One of the most important decisions any couple must decide is how to merge their finances after marriage and how are they going to handle the bill paying. It is important for financial harmony for each partner to have access to money for which they don’t have to answer questions, but, as always, the personal spending must be in harmony with the family’s priorities and does not bust the budget.
There are basically three options for combining marriage finances:
- Merge separate accounts into one.
- Keep separate accounts and each person is responsible for paying specific bills.
- Each person keeps a separate account for their own spending, but most of the income goes into a joint family account that is used to pay family bills.
1. Merge separate accounts into one.
This may be the traditional method. It is still important that each spouse must have freedom to spend personal money without recriminations, but without busting the budget. It is vital that regardless of who pays the bills, each partner must still stay informed about the family finances and know what their personal spending level can be without breaking the budget. Agree upon a dollar amount over which both must agree upon a purchase. Use online banking so each can review the bank balance any time. The challenge is that without meticulous budgeting or some tool to track your spending, it is difficult for each person to know how their spending is affecting the family’s finances. A potential tool to enable each partner to manage and track their individual spending is for each to retain separate credit or prepaid debits cards with a low credit limit consistent with the family budget. This could enable each to better monitor and limit their individual spending. Even if you merge all your accounts and finances, it’s still a good idea for each partner to retain a credit card in their own name. This continues their separate credit history in case it is needed.
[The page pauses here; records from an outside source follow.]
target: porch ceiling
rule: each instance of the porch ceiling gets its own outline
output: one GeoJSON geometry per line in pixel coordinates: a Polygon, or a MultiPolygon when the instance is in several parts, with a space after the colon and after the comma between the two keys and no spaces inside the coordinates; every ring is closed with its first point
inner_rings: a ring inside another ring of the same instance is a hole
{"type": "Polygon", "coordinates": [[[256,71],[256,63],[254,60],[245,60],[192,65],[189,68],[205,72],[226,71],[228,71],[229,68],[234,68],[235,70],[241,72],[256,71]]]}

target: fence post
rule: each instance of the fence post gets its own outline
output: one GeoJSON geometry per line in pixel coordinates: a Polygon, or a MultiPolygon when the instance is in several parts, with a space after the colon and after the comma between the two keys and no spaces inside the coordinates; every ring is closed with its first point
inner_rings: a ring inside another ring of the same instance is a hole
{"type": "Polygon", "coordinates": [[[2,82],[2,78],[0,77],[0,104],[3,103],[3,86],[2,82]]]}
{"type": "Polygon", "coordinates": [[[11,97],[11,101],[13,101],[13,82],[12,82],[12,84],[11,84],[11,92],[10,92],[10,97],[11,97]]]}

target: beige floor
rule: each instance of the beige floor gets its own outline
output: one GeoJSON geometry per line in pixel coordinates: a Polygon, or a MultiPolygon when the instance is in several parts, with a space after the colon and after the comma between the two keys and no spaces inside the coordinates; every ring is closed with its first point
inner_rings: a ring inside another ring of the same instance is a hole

2. Keep separate accounts and each person is responsible for paying specific bills.
This is probably the most common method among unmarried couples living together. Assign the biggest bills to the partner with the biggest income. It can be inflexible for handling savings goals, bills that vary widely from month to month, and unplanned bills. Family spending should still be discussed, coordinated, and harmonious with the family budget.
3. Each person keeps a separate account for their own spending, but most of the income goes into a joint family account that is used to pay family bills.
With this method, you must start by calculating the family budget needs including savings goals. A reasonable left over amount could be divided into the two separate accounts for each spouse’s individual spending. This puts the family budget first while making it easier for each partner to manage their own spending without breaking the family budget. It can also enable each to better monitor their combined ATM, debit card, credit card, and checking purchases in one personal account.
Whatever method you agree upon can be revised or changed, but it is essential that each partner have personal money to spend and a method to ensure that it does not bust the family budget. This protects the family’s financial security and better ensures marital harmony.